孤寂的身影站在风中,苏败眸若星辰般璀璨,静静凝视着苍穹。
许久之后,苏败方才嘴唇微动:“你都看到了!”
冥冥的黑夜中,步惊仙挺拔犹如高山般的身影撕开微弱的灯光,出现在苏败身后,目光微转,看着一脸平静的苏败。
隐约间步惊仙有些渐渐看不透这道身影,没有任何的年轻气盛,少年的骄狂在他身上见不到丁点!
先前那一幕步惊仙可是看在眼里,特别是谢胜临走前的那番话,饶是步惊仙心中也微怒,而前者,目光平静的有些过分。
步惊仙凝视着苏败眼中的平静,这种平静,绝对不是这种年龄的少年所具备的,但步惊仙又能够感觉到这种平静下所隐藏的锋芒,就像一柄正欲出鞘的利剑般,一旦出现注定是撕开这片天地,这种锋芒和隐忍是步惊仙还是第一次在苏败身上看见,“嗯,在踏出阁楼的时候,我就注意到了!”
“他们都认为我退让是因为畏惧,步叔以为呢?”苏败嘴角微撅。
“我看见你手放在了剑柄上,若是畏惧,谁会时刻做好出剑的准备!”步惊仙冷峻的脸庞缓缓爬上了一抹柔和。
苏败缓缓抬起头,仰望着辽阔的夜空,邪魅的脸庞上也涌出了冷意,带着少许怀念的口吻道:“在以前,我觉得世界上有两种东西值得去敬畏,一种是头上的这片星空,一种是心中的道德,但在我从尸山血海中爬出来的那一刹那,我就发现,这个世界上没有什么东西值得去敬畏,星空也罢,道德也罢。”说到最后,苏败目光中透着一股惊人的锐气,“所以,步叔,或许今后我会做出一些很疯狂的事情,你得有心理准备!”
看着这稚嫩的脸庞,步惊仙有些动容,在这个世界上要成为强者,最重要的就是一刻无畏的心,“剑者应自有锋芒!”
月下,两道身影静立着,海风习习!
灯火阑珊的阁楼中,林瑾萱站在月光中,轻风轻拂着青丝,尽显优雅脱俗之态。
一些琅琊宗弟子站在其后,窃窃私语着,“他应该站出来而不是屈服于谢胜,至少表现的像个男人!”

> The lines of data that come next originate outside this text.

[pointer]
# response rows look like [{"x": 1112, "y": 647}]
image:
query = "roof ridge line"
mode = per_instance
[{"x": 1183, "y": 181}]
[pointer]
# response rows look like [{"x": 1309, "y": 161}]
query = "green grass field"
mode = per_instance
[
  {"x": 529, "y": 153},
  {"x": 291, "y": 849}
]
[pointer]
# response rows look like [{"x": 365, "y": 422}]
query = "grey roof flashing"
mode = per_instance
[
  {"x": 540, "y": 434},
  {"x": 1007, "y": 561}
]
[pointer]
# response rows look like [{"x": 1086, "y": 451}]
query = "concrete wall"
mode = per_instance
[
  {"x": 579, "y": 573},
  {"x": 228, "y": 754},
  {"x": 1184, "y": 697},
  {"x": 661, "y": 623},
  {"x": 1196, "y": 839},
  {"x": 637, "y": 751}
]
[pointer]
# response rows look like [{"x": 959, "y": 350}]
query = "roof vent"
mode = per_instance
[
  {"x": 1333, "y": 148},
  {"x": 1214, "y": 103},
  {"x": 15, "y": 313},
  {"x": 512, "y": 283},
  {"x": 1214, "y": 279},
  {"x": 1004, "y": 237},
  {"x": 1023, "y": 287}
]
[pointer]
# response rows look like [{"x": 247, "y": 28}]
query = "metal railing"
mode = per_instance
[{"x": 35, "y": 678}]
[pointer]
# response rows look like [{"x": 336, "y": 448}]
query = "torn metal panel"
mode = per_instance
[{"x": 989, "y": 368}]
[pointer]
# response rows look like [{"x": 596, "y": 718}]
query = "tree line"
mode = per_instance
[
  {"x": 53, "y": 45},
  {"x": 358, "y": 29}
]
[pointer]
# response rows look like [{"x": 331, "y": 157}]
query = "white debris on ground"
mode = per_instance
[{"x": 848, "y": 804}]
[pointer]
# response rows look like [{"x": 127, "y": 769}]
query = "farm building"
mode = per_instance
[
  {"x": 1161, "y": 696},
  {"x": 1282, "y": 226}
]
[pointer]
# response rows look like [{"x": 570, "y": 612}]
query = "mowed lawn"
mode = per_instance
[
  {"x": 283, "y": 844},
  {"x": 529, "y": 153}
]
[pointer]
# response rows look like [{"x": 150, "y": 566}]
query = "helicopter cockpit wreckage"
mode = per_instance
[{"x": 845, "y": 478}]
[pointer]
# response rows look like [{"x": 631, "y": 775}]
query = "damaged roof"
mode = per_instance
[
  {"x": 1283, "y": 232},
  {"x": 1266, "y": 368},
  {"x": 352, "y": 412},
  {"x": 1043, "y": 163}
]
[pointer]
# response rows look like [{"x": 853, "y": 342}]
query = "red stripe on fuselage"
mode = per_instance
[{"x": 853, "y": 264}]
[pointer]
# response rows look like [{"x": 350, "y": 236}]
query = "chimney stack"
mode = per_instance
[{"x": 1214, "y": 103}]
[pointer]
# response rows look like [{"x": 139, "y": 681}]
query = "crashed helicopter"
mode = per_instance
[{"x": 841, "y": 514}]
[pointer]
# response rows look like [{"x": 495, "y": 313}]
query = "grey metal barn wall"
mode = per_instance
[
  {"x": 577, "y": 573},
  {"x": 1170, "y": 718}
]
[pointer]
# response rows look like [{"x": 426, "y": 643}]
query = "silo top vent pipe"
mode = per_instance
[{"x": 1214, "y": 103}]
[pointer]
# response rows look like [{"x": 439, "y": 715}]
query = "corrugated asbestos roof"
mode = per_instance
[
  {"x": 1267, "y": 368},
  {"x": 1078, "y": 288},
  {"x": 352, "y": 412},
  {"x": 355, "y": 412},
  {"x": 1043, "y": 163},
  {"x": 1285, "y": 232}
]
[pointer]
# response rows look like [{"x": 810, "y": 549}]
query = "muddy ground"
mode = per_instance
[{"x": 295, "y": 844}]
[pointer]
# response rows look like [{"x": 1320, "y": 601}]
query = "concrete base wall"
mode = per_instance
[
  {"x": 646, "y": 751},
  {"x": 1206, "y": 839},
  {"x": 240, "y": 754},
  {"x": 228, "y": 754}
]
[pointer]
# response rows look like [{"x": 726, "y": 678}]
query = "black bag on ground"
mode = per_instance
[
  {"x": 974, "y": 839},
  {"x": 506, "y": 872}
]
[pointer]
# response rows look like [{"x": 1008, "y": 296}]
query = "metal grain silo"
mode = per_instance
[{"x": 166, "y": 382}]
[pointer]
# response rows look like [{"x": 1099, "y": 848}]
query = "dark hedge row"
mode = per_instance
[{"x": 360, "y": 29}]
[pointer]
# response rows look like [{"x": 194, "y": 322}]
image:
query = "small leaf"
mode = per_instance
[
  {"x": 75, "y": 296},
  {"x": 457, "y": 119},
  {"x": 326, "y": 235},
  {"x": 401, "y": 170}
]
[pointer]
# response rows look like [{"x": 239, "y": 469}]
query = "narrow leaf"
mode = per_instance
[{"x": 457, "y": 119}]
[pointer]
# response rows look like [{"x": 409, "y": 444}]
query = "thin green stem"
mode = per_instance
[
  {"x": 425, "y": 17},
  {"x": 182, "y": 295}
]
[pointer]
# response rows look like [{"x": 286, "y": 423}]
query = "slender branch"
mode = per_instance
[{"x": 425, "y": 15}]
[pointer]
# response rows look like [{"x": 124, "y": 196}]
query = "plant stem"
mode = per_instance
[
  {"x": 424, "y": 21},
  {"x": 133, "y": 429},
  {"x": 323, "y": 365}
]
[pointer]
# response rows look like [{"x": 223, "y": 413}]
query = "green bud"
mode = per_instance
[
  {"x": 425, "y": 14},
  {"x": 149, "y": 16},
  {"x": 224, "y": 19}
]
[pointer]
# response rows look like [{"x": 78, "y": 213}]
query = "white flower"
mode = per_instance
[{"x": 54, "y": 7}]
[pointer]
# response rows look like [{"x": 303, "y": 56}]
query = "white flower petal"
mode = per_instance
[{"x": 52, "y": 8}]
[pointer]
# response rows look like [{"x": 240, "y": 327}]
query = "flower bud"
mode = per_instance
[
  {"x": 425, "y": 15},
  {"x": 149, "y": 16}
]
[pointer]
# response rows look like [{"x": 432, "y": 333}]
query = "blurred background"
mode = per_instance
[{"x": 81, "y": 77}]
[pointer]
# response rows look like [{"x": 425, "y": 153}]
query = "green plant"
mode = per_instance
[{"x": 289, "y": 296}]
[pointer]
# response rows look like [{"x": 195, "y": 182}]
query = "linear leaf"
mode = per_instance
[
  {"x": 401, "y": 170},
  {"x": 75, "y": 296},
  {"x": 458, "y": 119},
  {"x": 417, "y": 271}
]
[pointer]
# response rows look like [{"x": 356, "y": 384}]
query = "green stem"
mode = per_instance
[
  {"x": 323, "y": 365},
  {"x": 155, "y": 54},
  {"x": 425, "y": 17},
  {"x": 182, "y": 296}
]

滔天的血浪中,黑色古船犹如幽灵似的,渐渐消失在冥冥夜色之中.
夜深了,苏败不知道步惊仙何时离去,只依稀记得步惊仙眼中残留的欣慰和惋惜。
“他在惋惜什么,惋惜我苏败丹田破碎,终生无法踏进凝气境!”苏败心中喃喃道,目光越过滔天的血浪,遥望着漫天星辰的天穹,群星璀璨。

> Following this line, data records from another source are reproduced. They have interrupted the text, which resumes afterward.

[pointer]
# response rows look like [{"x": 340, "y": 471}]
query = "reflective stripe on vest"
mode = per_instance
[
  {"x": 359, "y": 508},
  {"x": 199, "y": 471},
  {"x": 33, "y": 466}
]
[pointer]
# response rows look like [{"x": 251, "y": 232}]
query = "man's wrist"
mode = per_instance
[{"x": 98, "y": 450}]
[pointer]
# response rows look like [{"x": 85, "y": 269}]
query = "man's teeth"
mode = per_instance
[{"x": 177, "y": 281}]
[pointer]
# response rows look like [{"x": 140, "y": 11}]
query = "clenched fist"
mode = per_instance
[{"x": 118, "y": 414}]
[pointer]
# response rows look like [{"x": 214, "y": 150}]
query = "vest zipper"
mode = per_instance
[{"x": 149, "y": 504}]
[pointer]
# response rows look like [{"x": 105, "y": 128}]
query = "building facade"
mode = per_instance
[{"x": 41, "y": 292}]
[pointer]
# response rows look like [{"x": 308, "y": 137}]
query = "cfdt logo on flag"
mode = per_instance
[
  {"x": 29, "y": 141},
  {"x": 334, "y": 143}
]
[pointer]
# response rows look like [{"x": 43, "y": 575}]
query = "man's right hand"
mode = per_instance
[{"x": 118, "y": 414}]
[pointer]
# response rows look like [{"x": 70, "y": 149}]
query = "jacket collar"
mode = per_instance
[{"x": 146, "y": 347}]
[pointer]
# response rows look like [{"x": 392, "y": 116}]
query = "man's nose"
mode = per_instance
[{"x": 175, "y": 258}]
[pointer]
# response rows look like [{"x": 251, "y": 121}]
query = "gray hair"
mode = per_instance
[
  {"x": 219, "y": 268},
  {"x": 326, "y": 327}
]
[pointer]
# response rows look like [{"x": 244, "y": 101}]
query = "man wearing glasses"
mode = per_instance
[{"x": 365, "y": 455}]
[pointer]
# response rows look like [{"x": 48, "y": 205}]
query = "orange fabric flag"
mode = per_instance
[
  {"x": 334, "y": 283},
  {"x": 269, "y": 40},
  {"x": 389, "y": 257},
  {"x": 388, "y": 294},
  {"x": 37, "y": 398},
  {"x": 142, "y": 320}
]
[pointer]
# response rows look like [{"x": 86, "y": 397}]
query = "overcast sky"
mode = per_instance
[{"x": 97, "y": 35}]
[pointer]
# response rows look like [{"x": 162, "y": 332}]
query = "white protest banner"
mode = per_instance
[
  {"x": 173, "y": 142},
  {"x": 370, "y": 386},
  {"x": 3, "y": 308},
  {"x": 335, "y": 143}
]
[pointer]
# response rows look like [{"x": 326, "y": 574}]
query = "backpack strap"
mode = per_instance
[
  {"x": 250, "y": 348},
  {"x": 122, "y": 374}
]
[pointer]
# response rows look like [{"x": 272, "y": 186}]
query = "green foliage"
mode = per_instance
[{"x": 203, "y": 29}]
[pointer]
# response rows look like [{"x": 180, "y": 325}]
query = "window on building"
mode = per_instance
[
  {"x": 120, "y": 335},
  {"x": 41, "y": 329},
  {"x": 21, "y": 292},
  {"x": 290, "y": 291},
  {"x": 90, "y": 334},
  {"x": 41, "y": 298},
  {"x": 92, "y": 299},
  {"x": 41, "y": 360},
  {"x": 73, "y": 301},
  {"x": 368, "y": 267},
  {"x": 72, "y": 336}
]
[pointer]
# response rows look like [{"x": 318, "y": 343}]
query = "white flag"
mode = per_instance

微握着手,苏败盘膝而坐,甲板犹若冰块般刺骨,苏败目光微偏,望着熟睡的吴钩,暗自好笑,微闭着双眼,汹涌澎湃的能量在他的体内流淌而出。
“这种无力的感觉真他妈的讨厌!”苏败轻声喃喃道,白皙如玉的肌肤上泛着淡淡的光芒。
体内,功点值所化的能量疯狂的涌动着,这雄厚程度,虽不如昔日吞服凝气丹所化的能量,然也远远超过平时。
一丝丝的能量顺着剑魔心经的修炼路线运转着,最后融入苏败的体内,血肉,骨骼,经脉。
身若容器,苏败好似将这些能量注入容器之中,一旦注满,就是凝气之时。
如今的苏败,对于剑魔心经的掌握程度已至登峰造极的地步,轻而易举的控制着汹涌的能量,不急不躁,苏败心如止水,一种充盈的力量感漾在四肢百骸中。
隐约间,苏败身体表面有着一股格外强悍的气息渗透而出。
夜风刺骨,在黑暗中,苏败等待着漫长的破茧期。
悠长的呼噜声和破浪声充斥在苏败耳旁,苏败渐渐进入忘我,脑海中再次浮现出那惊才艳艳的一剑。
月华落下,映在苏败白皙的脸庞上,略显朦胧,将苏败俊朗的面容染的有些妖异。
……
有人说过,世界上最凄凉的莫过于夕阳,而最让人鼓舞的是日出。
一轮璀璨刺眼的朝阳至海平线上缓缓升起,撕开翻滚的血浪。
天地间第一缕曙光落在苏败的脸庞上,苏败身影有些出尘,半响后,终于是缓缓的睁开双眼,漆黑的眼瞳中犹如星空般深邃。
四周甲板上已经站满了诸宗弟子,眺望着海平面尽头,一座座雄伟山峦起伏着,连绵不绝。
苏败起身,眼中带着少许期待,举目望去,一座座插云巨峰犹如雨后春笋般起伏着,郁郁葱葱的林木更是无尽,苍莽无际,依稀间可见一些身躯庞大的妖兽横冲直撞于山林中,掀起震耳欲聋的兽吼声。甚至苏败可见在那插云巨峰上,一只展翼足有数丈的巨鸟扶摇而上,巨翅展动带起阵阵狂风卷起漫天的山石,声势浩大。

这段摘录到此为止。